Мне показалось, Ева хотела сказать мне в ответ что-нибудь грубое, но почему-то смолчала: может, не нашла слова, а может, из-за того, что едва сдержала икоту — от волнения она, что ли, у нее возникла?
— Ева, — начал я, — вы считаете, ваша инвалидность дает вам многие права, в то время как на самом деле она дает тем, кто заботится о вас, многие обязанности! Вместо того, чтобы жить в вашем положении, пусть и не очень легком, мужественно, вы избираете самый легкий путь: горечь.
— А что я по-вашему, должна делать? Просить милостыню?

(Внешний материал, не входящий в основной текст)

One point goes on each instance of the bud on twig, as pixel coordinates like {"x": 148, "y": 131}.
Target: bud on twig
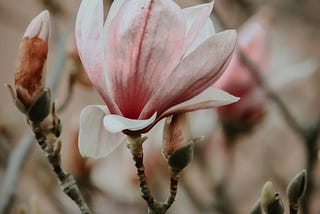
{"x": 29, "y": 75}
{"x": 256, "y": 208}
{"x": 177, "y": 146}
{"x": 176, "y": 133}
{"x": 270, "y": 200}
{"x": 297, "y": 187}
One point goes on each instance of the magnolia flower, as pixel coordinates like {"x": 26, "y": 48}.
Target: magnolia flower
{"x": 253, "y": 41}
{"x": 149, "y": 59}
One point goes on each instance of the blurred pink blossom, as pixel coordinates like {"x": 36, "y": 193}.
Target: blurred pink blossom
{"x": 150, "y": 59}
{"x": 253, "y": 42}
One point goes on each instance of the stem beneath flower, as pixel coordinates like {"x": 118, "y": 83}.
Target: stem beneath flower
{"x": 51, "y": 145}
{"x": 154, "y": 207}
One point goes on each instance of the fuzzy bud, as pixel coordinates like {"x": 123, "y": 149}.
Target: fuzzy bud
{"x": 270, "y": 200}
{"x": 297, "y": 187}
{"x": 176, "y": 133}
{"x": 33, "y": 49}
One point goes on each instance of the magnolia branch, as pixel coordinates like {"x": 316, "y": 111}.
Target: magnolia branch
{"x": 19, "y": 154}
{"x": 51, "y": 146}
{"x": 309, "y": 135}
{"x": 154, "y": 207}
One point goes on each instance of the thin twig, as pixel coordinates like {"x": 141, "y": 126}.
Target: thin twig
{"x": 308, "y": 135}
{"x": 154, "y": 207}
{"x": 67, "y": 182}
{"x": 19, "y": 154}
{"x": 257, "y": 75}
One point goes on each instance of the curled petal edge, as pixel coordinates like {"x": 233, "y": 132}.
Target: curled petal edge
{"x": 116, "y": 123}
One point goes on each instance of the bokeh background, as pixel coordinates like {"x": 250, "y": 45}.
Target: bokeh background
{"x": 244, "y": 146}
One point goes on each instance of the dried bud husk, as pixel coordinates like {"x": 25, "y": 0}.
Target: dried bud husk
{"x": 176, "y": 133}
{"x": 270, "y": 201}
{"x": 297, "y": 187}
{"x": 30, "y": 74}
{"x": 181, "y": 157}
{"x": 40, "y": 108}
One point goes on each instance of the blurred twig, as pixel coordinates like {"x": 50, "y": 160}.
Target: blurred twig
{"x": 309, "y": 135}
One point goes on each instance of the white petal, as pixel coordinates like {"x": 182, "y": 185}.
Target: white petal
{"x": 206, "y": 32}
{"x": 94, "y": 140}
{"x": 114, "y": 8}
{"x": 210, "y": 98}
{"x": 116, "y": 123}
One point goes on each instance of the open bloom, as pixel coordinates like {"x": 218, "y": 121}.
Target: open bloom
{"x": 253, "y": 41}
{"x": 148, "y": 60}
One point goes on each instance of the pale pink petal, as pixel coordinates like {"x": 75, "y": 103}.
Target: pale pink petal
{"x": 116, "y": 123}
{"x": 195, "y": 73}
{"x": 89, "y": 39}
{"x": 113, "y": 10}
{"x": 94, "y": 140}
{"x": 209, "y": 98}
{"x": 199, "y": 25}
{"x": 145, "y": 42}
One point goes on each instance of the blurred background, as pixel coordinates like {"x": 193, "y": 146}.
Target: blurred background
{"x": 271, "y": 134}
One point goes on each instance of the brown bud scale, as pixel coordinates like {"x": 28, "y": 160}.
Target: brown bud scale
{"x": 29, "y": 76}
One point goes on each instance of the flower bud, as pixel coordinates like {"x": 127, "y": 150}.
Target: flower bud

Сидеть где-нибудь на перекрестке с протянутой рукой? Вы этого от меня хотите?
— Замолчите! И попробуйте понять: забыть о том, что вы не можете ходить, ненависть к ходящим вам не поможет! Если вы не изживете в себе эту ненависть, то ни вы сами, ни они не забудут о вашем положении ни на минуту!
— Это проповедь?
Она была просто отвратительна в своем стремлении показаться наглой. Я ударил ее по щеке. Впервые в жизни я поднял руку на женщину. Никогда бы не мог поверить, что способен на это.
Я ударил ее, как можно ударить грязную шлюху, которая вяжется к вам так, что выводит из себя. Уже только потом я понял, что рука-то моя была как свинцовая. Я был очень огорчен своей несдержанностью. Мне стыдно было посмотреть Еве в глаза. Я нервно схватился за ручку двери. Глаза будто туманом застлало.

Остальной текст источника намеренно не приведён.